Para poder replicar al recurso de apelación hubo Falele de depositar veinte mil reales en la Audiencia. Don Prudencio, por su parte, le dijo que sus honorarios no corrían prisa, pero que, desgraciadamente, al haber declarado en el Colegio de Abogados, a efectos fiscales, el arancel aplicado, se hacía preceptiva la satisfacción de la minuta por el cliente. El procurador, como encargado de cobrar, no se anduvo con tantos miramientos. Recibió a Falele en la trastienda de su droguería, entre verdes pirámides de pastillas de jabón, y lo puso como chupa de dómine. Esgrimiendo su trompetilla de sordo, calificó a Falele de informal, insolvente y desaprensivo.

—En estos días precisamente me tienen que hacer unos pagos —murmuraba Falele contrito—. Ya sabe usted lo que son los negocios…

—¡El abogado sin cobrar, yo sin cobrar…! —proseguía el sordo sin escuchar ni oír razones que se sabía de memoria—. ¡A ver si nos vamos a creer que aquí nos movemos por la linda cara del prójimo! ¡Vaya una frescura! ¡Están con el culo al aire y ordeno y mando! ¡Pues no señor! ¡Cuando no se tienen medios, se pleitea por pobre y punto concluido!
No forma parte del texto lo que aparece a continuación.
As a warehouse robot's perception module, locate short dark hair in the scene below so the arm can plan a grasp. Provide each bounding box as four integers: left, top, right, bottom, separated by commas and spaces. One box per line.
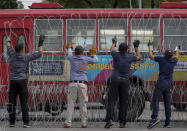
15, 43, 24, 53
75, 45, 84, 55
164, 49, 174, 57
118, 43, 129, 53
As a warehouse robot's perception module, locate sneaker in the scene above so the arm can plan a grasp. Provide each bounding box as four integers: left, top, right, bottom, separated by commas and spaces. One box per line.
23, 124, 31, 128
147, 119, 160, 129
9, 124, 15, 127
119, 123, 126, 128
81, 125, 87, 128
64, 123, 71, 128
163, 123, 171, 128
104, 120, 114, 128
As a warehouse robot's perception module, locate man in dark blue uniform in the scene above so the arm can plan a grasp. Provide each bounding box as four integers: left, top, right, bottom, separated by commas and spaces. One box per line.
7, 35, 45, 128
104, 38, 141, 128
147, 42, 179, 129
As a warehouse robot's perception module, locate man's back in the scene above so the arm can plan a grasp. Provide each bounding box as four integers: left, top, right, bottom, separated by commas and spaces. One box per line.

El procurador-droguero gastaba pantuflas y manguitos negros; miraba por encima de las gafas de alambre y se abrigaba la calva con un gorrete redondo: gesticulaba enfurecido con la pipa en una mano y la trompetilla en la otra, llevándose con frecuencia la primera a la larga oreja y la segunda a la boca desportillada.

—¡Habráse visto! ¡Y los más pelagatos son los que más avasallan! ¡A otro can con ese hueso! ¡La caridad nos manda ser hermanos, no primos!

—¿Hace un caramelito? —sacó Falele del bolsillo un cartucho que llevaba para casos semejantes—. Son de malvavisco…

Aumentó la furia del sordo; se volvió a llevar la pipa a la oreja y la trompetilla a la boca, se sulfuró aún más al advertir la equivocación, y, dirigiéndose a un alto pupitre manchado de tinta y de lacre, y empenachado de plumas de ganso, arrancó con rabia una tira de papel y se la arrojó a Falele poco menos que a la cara:

—¡Ahí está todo lo que debe, si es que hay que refrescarle la memoria también! ¡Como el lunes no me haya ingresado los treinta y dos mil reales en el Crédit Lyonnais le embargo el almacén de hierros de la Cuesta de las Calesas!

Se embolsó Falele el cartucho de caramelos, tras meterse uno en la boca, insinuó una zalema y, visto que no se le correspondía, salió reculando; el atravesado viejo le volvió la espalda y se encaramó en el alto pupitre a hacer números mientras oía crepitar una plantación de tabaco y chupaba con fruición cerumen auricular.

Así las cosas, llegó el Día del Corpus. Falele fue, naturalmente, a la procesión. También fueron, de chaqué, placa de San Raimundo de Peñafort y cruz de sufrimientos por la Patria, los próceres del foro Pachón y Perdiguero. Ambos llevaban sendas varas de palio. Para Falele, tan sólo uno de los dos cometía sacrilegio.